Crate training I believe is your ticket to success Carol.Do not get a big one either.Just a plastic travel crate from Walmart just the size he can go in and turn around.A bigger-then-he-needs one will be TROUBLE.Every time you can not keep 100%visual on him,he goes in the crate.At night?In the crate.He will never poop in his crate.To give you some insight- Quincy is 20 months old.....he slept in his crate at night till the last couple of months...when I was positive he could be free at night.There is no negatives to his very own crate.It will be like his own little private space.Quincy will still go in there.If I was leaving the house for any length of time,I'd crate Quincy.Not because of him peeing or pooping(though that could always be an issue)but because I do not want him to get into something--chew an electrical cord,bathroom garbage etc.He knows better then any of that,but sometimes it's still tempting.Think of a havanese like a chunky adult person.You want to lose weight,you know how and what to do,most of the time you are very good about eating healthy foods,but once in awhile--you still slip and eat a chocolate candy or ice cream.Havs are kinda like that.If you kinda think of Sherman like that.....does that help you put it into perspective?


----------



## Sherman (Sep 20, 2006)

Hi guys, thanks as usual. I had thought of crating him at night as a last straw, but he's a year and a half old and has never slept in a crate. He is very sensitive to criticism and change and I think it would traumatize him if all of a sudden I put him in a crate. He's used to sleeping anywhere he wants; usually he sleeps most of the night in my bed.
I do use Miracle whatever from Petsmart by the gallon. Last night he pooped on a rug, so I washed it and didn't put it back down. I'm going to put his food and water on the spot instead. I feed him canned food for dogs with sensitive stomachs from the vet in the morning. He has dry food and water available at all times, but I don't think he eats or drinks at night.
I think his basic problem is that his breeder didn't take him outside at all for 3 months before I got him. He peed and pooped on pads, or not. I think he still thinks it's all right.
I love Sherman because he's sweet, affectionate, cute and is a laugh a minute. He gets me out of the house and I made my first friend since I moved here 3 years ago because of him. I just couldn't give him away unless he was just eliminating indiscriminately. He has done everything outside today in a nasty freezing rain. It's only at night that he has problems. I'm going to take him outside for the last time when I go to bed and hope for the best. 
Thanks again,
Carol


----------



## Poornima (Jun 29, 2007)

There are a lot of wonderful suggestions here. We all support you. I hope things get better with Sherman. 

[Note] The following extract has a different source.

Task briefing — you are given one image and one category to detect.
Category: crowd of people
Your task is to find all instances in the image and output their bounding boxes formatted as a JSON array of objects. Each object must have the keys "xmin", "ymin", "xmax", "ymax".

I noticed that feeding a mix of cooked vegetables and meat sprinked over the kibble created less poop with Benji and Lizzie. It has less odor too. I also notice that when Benji and Lizzie feel very cold they don't want to do their business even on the outdoor ex-pen piddle pad.

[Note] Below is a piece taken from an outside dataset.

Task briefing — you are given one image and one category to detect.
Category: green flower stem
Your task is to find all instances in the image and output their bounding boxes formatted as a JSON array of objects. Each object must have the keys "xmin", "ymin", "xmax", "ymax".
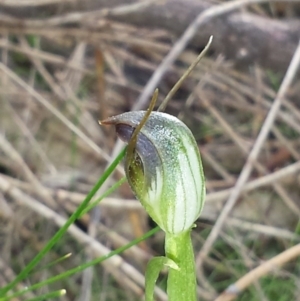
[{"xmin": 165, "ymin": 230, "xmax": 197, "ymax": 301}]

Housebreaking is one of the toughest issues to deal with. I hope you have success with Sherman soon.


----------



## pjewel (Apr 11, 2007)

Carol,

I know you'll get through this, tough as it is right now. It sounds like he's really trying.


----------



## Missy (Nov 6, 2006)

Carole, I think if you could devote one whole week to Sherman, I know it's hard - who has a whole week?- but if you could clear most of your calendar for even a long weekend- But before this weekend - write a list, even if you think you know every time he goes. write a list and check it off-- and at all those times take him to the door and ask him-- "sherman do you wanta go out?" and ask him again until he perks up and shows you "yes I do want to go out?" Start expecting answers from him so you both have a way of communicating... and then take him out and tell him to "do his biz" and when he goes give him the best affection he could ever ask for. "Oh you are a good boy Sherman! good biz" and treat him. And do this every single time you take him out--- and party with him every time he does it right. And watch him like a hawk- and if squats- startle him with a "NO" and pick him up and take him out-- and tell him to do his biz---if he even pretends to do his biz outside--- it is party time. I think catching them in the act goes a long way with them- it's like a light bulb goes off--- In=Bad- Out =Party. 

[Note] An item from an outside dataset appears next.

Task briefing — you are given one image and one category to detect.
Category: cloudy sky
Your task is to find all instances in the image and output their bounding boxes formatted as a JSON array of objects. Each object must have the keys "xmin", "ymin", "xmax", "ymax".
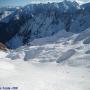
[{"xmin": 0, "ymin": 0, "xmax": 90, "ymax": 7}]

Use his affection to make this work-- he wants to please you- you just may need to go over the top for a while to really illustrate to him what it is that pleases you. I know this may be hard after a year and a half-- But it will be worth it to reset the trust between you two.

The only Hav I had ever known before we got our boys was 4 years old and never house trained. I was so determined to make it work with our boys (I am allergic to all other breads) we built a potty room in our garage that they access through a doggy door. we trained them exclusively to use the room until they were 5 months and then started taking them out. Well Now, our boys would rather hold it than use the room- LOL - But in an emergency they will still go out there. Cash was harder to train than Jasper and we still don't trust him completely-- I think it is because he does not as outwardly communicate to us his needs... He is more subtle than Jassy (who comes over stares us down and then paws us and grumbles when he wants to go out) Cash just starts to look slightly nervous-- so we too are working on getting him to communicate-- if he is looking nervous we say "do you want to go out?" and when he head tilts and wiggles and jumps towards the door-- we let him out. 

I know in our busy lives it is really hard to devote that much time all at once- but if you don't want to crate him this is really the best way. I can see how much you love Sherman- So it really is an investment to a happier future for both of you. 

Good Luck Carole. keep us posted.


----------



## maryam187 (Jul 18, 2007)

Carol,
I really think you should crate train him at night. You can start by feeding him in his crate with the door open and little by little, day by day, you start closing the door and leave him in their for a longer time each day. I don't think that this will traumatize him. Sherman will eventually see his crate as a place to have peace and be safe.
Also, why does he have access to his kibble at all times? You would be easier on top of his pooping habits if he ate 2x/d like most adult dogs.
From what it sounds, you're trying to be nice to him and give him the freedom you think he needs, but he just might not need all that to feel comfortable. 
Just some thoughts...
I've had Pablo for 3.5 weeks and at the beginning I felt guilty for leaving him in his ex-pen even though I was in the same room. But after a while it just got too chaotic and I didn't understand why he would still 'get on my nerves' even though I was so nice to him and tried to let him follow me every where. I gave up my entire life for those 2 weeks and it didn't seem to make him feel better at all. So I asked my breeder for a description of her daily routine with the pups and realized it was OK to leave him in the ex-pen.
And guess what: he's MUCH happier now and so am I. I got my life back and Pablo is much more relaxed cause he knows the world doesn't stop if he can't follow me everywhere and he enjoys taking naps as he pleases. I was making the poor guy nervous by having him run from one room to the other with me with constant corrections.
Sorry it got so long, but I'm just trying to tell you that if we can see and treat them as DOGS we can all have a happy life together. And putting a dog in a crate over night is not the same as putting a child in a box. Hang in there!!!


----------



## Tom King (Aug 2, 2006)

quote: "He has dry food and water available at all times, but I don't think he eats or drinks at night."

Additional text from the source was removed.